- The release of DeepSeek R1 last week has turned the AI sector on its head.
- Tasked with creating an AI model with minimal access to technology, DeepSeek’s R1 out performs or matches OpenAI’s model at a lower cost.
- On Monday, the value of the AI market in the US with NVIDIA alone losing $600 billion in value.
Since OpenAI launched ChatGPT, we have been told that in order for artificial intelligence to get better, more and more compute power would be needed. It’s an argument that makes sense, or rather made sense until this week.
AI startup DeepSeek has now turned that thinking on its head and in the process, deleted value from the biggest players in the AI space, including NVIDIA. In just one day, NVIDIA’s stock value plummeted, losing approximately $600 billion in value in a single day.
As you may be aware, NVIDIA’s stock price climbed dramatically as AI firms started using its hardware to drive their models and platforms. This lead to gargantuan gains lead largely by the belief that the more demand there was for AI, the more costly hardware would be needed to drive it.
Then, DeepSeek-R1 arrived.
Released last week, DeepSeek claimed that its R1 release was on par with OpenAI-o1 but in reality, R1 outpaces OpenAI’s tech in a number of benchmarks. The tech world quickly began using the open-source model and found that R1 lived up to its creator’s claims.
What makes the tech so attractive though is that it compared to OpenAI, the price of API access is very low and more importantly, the model can be run on consumer grade hardware. Seriously, somebody managed to get the model running on a few Macs, putting the entire hardware industry being propped up by AI crashing to its knees.
But NVIDIA isn’t the only company weak at the knees.

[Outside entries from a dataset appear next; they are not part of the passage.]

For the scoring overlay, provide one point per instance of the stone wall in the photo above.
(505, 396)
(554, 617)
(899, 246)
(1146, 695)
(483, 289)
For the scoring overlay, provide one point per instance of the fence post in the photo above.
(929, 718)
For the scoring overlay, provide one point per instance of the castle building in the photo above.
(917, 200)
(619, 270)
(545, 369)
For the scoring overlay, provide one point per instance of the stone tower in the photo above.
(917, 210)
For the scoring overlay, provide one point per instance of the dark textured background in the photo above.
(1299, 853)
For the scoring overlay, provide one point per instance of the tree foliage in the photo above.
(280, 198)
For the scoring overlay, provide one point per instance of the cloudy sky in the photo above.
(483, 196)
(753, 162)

Microsoft, Alphabet, and Amazon which have all invested heavily into AI and were seemingly only competing with OpenAI, now face real competition from an outside entity.
What makes this even more alarming for the Silicon Valley techbros is that DeepSeek wasn’t even trying to compete with the likes of OpenAI. In fact the platform seemingly started out as a side project of hedge fund High-Flyer that wanted to develop AI for trading. By 2023 DeepSeek had been spun off as its own company, but it struggled to court investors beyond High-Flyer which funded the company in full thanks to its reported valuation of $8 billion.

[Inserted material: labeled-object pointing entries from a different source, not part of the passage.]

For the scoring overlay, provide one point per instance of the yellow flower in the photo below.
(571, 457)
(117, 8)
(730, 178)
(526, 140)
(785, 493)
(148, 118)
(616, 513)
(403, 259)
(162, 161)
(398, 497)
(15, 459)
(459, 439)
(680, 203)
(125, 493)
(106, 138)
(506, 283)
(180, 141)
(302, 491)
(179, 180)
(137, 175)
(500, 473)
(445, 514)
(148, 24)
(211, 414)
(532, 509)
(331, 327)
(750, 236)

Tensions between the US and China saw the US block the sale of tech to China but DeepSeek hoarded GPUs in order to train its AI models. With minimal access to tech, DeepSeek had to be creative and as such innovated on innovations to reduce the compute power overheads required by the bigger players in AI. This makes DeepSeek more cost effective to run while offering better or equal performance to OpenAI’s models.
Many have pointed out that by imposing restrictions on China, a model like DeepSeek was bound to happen as China would still aspire to compete with American firms and would have had to eventually get creative in developing models that could compete. In effect, the US shot its AI sector in the foot by trying to help it.
While DeepSeek has the attention of the AI sector, it’s not without its problems. The Conversation notes that the R1 model will still censor responses in line with Chinese law and the fact that data is stored in China may worry US companies.
But that matters little outside of the US and especially in developing regions where the sort of compute power need to run AI models is fiscally untenable.
The capabilities and prowess of DeepSeek has however upended the AI market and likely popped the bubble that showed no signs of shrinking. In fact, we suspect that OpenAI, Microsoft, Alphabet, AWS and other AI firms that courted billions in investment are being asked some tough questions right now.
We look forward to seeing how else AI can be disrupted now that DeepSeek has shown that with a bit of clever thinking, you can turn an entire trillion dollar industry on its head.